At times like this, you have to remember the important things in life. My apologies.
A random thought occurred to me while pondering the noticeable absence of HM The Queen in recent days. One would have thought that at times like this, and during events of the type we have seen, the head of state should be out front and centre, appealing for calm among her subjects, imploring them to stop stealing from one another and requesting that they co-operate with her agencies. Unless I am greatly mistaken, this did not happen. Why it did not puzzles me. What other purpose does a national figurehead serve other than to be a focal point in times of crisis?
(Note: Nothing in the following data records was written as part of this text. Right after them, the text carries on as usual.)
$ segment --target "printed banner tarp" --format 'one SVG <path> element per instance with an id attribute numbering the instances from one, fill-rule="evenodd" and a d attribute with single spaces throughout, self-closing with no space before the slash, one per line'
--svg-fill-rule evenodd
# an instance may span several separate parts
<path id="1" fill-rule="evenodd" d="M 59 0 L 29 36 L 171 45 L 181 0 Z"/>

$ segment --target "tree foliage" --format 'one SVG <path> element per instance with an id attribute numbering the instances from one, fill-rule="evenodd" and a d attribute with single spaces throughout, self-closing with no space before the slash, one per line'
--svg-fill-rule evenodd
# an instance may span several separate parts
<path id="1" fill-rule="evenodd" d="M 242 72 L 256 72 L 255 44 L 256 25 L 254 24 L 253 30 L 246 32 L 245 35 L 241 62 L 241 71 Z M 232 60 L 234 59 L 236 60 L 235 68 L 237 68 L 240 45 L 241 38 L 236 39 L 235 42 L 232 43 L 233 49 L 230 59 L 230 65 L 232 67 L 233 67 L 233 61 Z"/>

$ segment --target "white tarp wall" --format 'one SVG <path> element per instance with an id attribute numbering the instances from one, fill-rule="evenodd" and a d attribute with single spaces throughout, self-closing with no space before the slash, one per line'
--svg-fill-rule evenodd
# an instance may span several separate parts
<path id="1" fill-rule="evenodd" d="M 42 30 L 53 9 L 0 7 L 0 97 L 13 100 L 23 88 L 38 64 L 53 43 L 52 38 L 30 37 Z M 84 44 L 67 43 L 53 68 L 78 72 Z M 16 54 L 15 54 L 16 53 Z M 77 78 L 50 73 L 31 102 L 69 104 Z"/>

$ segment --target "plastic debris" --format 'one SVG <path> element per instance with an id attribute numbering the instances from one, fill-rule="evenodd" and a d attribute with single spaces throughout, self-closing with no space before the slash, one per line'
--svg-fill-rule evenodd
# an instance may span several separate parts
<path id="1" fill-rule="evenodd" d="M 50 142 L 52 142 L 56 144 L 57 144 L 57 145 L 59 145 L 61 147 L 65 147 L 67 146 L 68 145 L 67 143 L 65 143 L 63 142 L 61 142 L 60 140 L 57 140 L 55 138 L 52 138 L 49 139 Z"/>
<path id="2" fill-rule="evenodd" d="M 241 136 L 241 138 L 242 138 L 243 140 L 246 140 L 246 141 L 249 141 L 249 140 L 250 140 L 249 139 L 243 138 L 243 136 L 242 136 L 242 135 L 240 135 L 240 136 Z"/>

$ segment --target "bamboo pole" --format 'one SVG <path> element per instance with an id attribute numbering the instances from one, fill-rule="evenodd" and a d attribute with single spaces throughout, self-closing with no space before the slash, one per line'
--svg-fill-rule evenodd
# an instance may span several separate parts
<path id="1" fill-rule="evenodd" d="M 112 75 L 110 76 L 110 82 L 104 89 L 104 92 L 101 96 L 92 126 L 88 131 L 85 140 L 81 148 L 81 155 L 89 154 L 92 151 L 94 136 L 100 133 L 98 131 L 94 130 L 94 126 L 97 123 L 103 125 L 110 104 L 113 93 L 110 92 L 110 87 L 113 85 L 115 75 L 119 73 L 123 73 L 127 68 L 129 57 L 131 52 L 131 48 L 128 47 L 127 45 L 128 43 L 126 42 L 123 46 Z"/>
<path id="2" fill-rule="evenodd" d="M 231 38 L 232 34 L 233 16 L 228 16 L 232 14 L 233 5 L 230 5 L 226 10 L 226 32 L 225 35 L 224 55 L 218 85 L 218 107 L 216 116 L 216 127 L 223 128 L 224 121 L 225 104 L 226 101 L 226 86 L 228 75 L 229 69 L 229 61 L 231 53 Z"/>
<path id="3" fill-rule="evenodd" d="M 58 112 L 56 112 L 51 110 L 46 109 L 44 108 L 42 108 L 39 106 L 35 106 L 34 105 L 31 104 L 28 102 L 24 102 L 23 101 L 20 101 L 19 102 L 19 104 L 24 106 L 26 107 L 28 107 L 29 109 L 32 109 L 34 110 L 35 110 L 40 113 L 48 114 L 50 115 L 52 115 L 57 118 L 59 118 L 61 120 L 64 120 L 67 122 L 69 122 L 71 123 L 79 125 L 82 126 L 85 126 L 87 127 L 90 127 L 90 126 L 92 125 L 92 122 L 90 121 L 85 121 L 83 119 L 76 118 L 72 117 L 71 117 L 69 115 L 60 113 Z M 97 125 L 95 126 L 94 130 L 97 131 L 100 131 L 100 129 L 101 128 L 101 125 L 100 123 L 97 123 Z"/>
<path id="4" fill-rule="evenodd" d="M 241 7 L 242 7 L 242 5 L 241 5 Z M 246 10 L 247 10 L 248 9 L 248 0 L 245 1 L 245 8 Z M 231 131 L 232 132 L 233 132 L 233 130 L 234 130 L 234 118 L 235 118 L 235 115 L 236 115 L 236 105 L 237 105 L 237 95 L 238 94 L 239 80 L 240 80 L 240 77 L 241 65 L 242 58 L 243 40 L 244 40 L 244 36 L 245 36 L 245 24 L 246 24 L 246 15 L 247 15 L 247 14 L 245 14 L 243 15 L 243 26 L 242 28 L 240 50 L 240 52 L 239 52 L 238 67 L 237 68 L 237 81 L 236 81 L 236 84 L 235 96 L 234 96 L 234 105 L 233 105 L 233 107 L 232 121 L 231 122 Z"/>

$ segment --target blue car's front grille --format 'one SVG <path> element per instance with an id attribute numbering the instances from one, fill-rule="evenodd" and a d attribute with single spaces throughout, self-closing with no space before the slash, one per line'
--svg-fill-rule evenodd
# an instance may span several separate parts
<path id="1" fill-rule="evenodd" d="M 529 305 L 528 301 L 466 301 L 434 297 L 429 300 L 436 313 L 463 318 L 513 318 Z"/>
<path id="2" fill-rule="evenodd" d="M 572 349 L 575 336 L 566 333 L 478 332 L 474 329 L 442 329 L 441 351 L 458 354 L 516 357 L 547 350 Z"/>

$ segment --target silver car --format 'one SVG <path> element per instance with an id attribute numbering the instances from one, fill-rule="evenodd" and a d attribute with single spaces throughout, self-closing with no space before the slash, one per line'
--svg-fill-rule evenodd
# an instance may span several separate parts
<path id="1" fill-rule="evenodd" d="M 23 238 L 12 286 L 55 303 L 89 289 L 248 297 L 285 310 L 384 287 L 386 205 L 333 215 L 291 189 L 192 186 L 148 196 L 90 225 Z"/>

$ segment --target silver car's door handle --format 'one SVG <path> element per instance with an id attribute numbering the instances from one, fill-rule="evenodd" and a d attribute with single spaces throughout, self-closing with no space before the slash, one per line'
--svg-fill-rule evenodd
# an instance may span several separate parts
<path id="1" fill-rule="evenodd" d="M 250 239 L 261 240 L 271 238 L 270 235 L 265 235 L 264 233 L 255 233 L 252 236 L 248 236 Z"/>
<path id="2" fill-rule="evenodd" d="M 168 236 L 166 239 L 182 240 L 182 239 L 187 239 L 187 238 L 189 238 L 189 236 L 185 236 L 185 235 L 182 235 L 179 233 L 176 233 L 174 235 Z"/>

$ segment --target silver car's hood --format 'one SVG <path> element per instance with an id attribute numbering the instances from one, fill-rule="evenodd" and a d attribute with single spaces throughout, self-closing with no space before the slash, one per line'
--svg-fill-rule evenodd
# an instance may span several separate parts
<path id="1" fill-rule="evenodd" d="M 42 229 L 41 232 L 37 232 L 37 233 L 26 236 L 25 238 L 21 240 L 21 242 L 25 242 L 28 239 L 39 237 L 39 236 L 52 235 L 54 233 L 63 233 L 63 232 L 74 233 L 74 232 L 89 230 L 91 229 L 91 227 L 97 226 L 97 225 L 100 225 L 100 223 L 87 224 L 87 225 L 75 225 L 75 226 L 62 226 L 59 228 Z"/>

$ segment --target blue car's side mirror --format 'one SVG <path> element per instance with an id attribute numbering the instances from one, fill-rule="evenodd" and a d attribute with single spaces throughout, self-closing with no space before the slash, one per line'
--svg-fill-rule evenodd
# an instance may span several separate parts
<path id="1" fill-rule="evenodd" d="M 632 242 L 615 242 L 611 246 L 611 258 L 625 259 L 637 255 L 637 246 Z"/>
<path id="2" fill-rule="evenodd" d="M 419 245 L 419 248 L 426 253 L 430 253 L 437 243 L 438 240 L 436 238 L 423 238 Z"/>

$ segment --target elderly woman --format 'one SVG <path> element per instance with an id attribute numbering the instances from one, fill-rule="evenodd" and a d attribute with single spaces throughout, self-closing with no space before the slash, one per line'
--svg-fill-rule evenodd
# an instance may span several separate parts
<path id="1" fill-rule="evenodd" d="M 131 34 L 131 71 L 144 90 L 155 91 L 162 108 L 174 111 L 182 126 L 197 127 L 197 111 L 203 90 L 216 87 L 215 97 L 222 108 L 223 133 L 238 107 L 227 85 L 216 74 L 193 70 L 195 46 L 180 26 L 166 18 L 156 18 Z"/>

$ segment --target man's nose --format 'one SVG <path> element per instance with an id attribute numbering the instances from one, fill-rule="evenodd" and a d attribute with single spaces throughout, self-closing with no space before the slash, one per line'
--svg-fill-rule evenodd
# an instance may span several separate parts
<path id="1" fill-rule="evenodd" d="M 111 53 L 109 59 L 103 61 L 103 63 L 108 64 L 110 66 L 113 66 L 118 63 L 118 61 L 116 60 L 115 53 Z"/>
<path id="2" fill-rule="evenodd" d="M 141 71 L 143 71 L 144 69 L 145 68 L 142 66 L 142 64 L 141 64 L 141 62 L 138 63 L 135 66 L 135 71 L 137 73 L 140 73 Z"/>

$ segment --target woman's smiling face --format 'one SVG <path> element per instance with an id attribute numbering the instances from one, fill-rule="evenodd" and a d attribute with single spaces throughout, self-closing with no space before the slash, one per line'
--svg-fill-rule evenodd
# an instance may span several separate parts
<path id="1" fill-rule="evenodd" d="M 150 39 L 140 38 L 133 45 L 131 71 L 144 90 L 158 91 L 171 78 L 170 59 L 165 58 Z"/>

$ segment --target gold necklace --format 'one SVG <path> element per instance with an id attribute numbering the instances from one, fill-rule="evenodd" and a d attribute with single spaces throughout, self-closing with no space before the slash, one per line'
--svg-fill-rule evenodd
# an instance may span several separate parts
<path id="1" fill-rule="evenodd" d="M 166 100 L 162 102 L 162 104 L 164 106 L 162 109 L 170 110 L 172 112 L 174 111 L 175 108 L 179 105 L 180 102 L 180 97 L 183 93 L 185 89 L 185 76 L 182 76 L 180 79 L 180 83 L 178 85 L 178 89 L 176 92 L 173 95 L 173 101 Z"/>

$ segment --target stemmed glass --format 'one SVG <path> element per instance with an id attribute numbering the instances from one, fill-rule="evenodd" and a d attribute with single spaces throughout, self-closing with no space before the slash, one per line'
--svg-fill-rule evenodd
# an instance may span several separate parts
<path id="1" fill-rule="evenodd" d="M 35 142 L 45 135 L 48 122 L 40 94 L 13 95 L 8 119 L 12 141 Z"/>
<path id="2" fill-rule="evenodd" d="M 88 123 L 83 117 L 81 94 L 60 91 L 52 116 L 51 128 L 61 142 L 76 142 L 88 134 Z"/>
The only conclusion I can draw is that the British oligarchy is extremely nervous of the Queen, or any indeed any monarch, not merely being disobeyed but being both seen and heard to be disobeyed. After all this time, they are still frightened of their position's fragility. Perhaps they know all too well that everything they hold depends upon the monarch being able to claim the title 'Fidei Defensor', an assumed royal title so important to everything that happens in British public life that it is the only one to appear on British coinage alongside the monarch's name and their rank, and the thinnest of threads by which to be connected to that to which you feel entitled. Being a national figurehead when the Germans are dropping bombs is one thing. Being a national figurehead when your subjects are engaging in riotous disorder is quite another.
If that's the case, it's a viewpoint which in its own way is a rather pathetic one to hold after you've been at the top for nearly a thousand years. I almost feel sorry for them.
You may have noticed an increase in what might be perceived to be anti-monarchical sentiment appearing on the blog in recent weeks. You might not be wrong. This is a direct consequence at the wave of disgust that swept over me when I saw HRH The Prince of Wales done up in full regalia, including those spotless spats, presiding over the Armed Forces Day celebrations held in Edinburgh on 25th June this year. It was the spats that did it; impractical, toytown footwear that would show the slightest stain being worn in front of men who've been there and done it where military matters are concerned. The volume of what one might perhaps not unreasonably feel to be largely unearned decorations being worn by members of the Royal Family at the wedding of The Duke and Duchess of Cambridge was laughably Ruritanian. I wouldn't have fancied being in a plane over London at the time, if only because of the impact all that metal might have had on the compass.
However, for what my perhaps incorrect, if not deranged, opinion's worth, all that posturing serves a deadly serious purpose. It tells anyone who might be minded to challenge our oligarchy that it has the army; and as any Roman usurper could tell you, if you can keep that, you're pretty secure.